Google has unveiled a four step approach to curbing the spread of extremist content in the wake of a spate of terror attacks in the UK.
The move comes as tech companies face mounting pressure from governments and advertisers to combat extremism on their platforms.
Under plans drawn up with France, Theresa May has vowed to introduce fines for firms that fail to quickly remove the offending content from their platforms.
In a blogpost, Google’s general counsel Kent Walker wrote that the firm already has thousands of employees reviewing content, but acknowledged that more needs to be done.
“First, we are increasing our use of technology to help identify extremist and terrorism-related videos,” said Walker.
The legal chief pledged to task more engineers with developing ways to swiftly remove extremist content uploaded to YouTube.
“We have used video analysis models to find and assess more than 50 per cent of the terrorism-related content we have removed over the past six months,” said Walker.

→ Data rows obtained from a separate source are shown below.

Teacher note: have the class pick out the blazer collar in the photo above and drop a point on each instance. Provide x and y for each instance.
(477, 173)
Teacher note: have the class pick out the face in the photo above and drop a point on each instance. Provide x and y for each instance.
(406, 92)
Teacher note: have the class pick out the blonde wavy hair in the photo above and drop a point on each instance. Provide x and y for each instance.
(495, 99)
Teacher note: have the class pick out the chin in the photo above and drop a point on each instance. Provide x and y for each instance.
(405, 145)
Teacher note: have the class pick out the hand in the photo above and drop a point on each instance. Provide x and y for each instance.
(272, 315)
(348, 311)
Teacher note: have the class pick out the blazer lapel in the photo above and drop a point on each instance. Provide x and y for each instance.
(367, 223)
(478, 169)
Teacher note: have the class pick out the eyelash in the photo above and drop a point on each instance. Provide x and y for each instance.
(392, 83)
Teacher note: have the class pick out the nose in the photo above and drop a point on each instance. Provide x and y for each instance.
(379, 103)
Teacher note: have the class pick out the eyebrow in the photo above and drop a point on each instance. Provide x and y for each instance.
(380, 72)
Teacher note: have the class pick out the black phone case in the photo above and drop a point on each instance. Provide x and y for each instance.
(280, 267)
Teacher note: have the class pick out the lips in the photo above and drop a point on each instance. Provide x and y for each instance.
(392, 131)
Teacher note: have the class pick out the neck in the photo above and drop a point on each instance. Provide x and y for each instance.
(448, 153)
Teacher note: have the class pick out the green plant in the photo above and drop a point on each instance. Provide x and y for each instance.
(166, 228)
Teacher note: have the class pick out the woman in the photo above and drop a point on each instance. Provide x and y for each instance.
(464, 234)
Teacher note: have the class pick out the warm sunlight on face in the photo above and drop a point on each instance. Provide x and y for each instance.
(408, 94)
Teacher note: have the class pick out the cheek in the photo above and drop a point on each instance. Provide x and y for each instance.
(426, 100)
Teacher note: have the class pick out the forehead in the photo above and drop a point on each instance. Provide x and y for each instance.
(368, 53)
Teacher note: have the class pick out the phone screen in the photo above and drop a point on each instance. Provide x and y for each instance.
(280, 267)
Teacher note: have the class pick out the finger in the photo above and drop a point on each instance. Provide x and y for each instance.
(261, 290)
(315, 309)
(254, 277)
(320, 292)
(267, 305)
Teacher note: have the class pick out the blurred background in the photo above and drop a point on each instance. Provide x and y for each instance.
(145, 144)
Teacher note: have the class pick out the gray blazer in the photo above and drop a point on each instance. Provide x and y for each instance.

“We will now devote more engineering resources to apply our most advanced machine learning research to train new ‘content classifiers’ to help us more quickly identify and remove extremist and terrorism-related content.”
The tech giant is also inviting more independent experts from organisations working on issues such as hate speech, self-harm and terrorism to join YouTube’s Trusted Flagger programme.
“While many user flags can be inaccurate, Trusted Flagger reports are accurate over 90 per cent of the time and help us scale our efforts and identify emerging areas of concern,” said Walker.
Over the coming months, the programme will expand from 63 expert organisation to 113, all of whom will be supported by operational grants.
Google is also seeking to make it harder to find videos that contain inflammatory religious or supremacist content but do not violate its policies.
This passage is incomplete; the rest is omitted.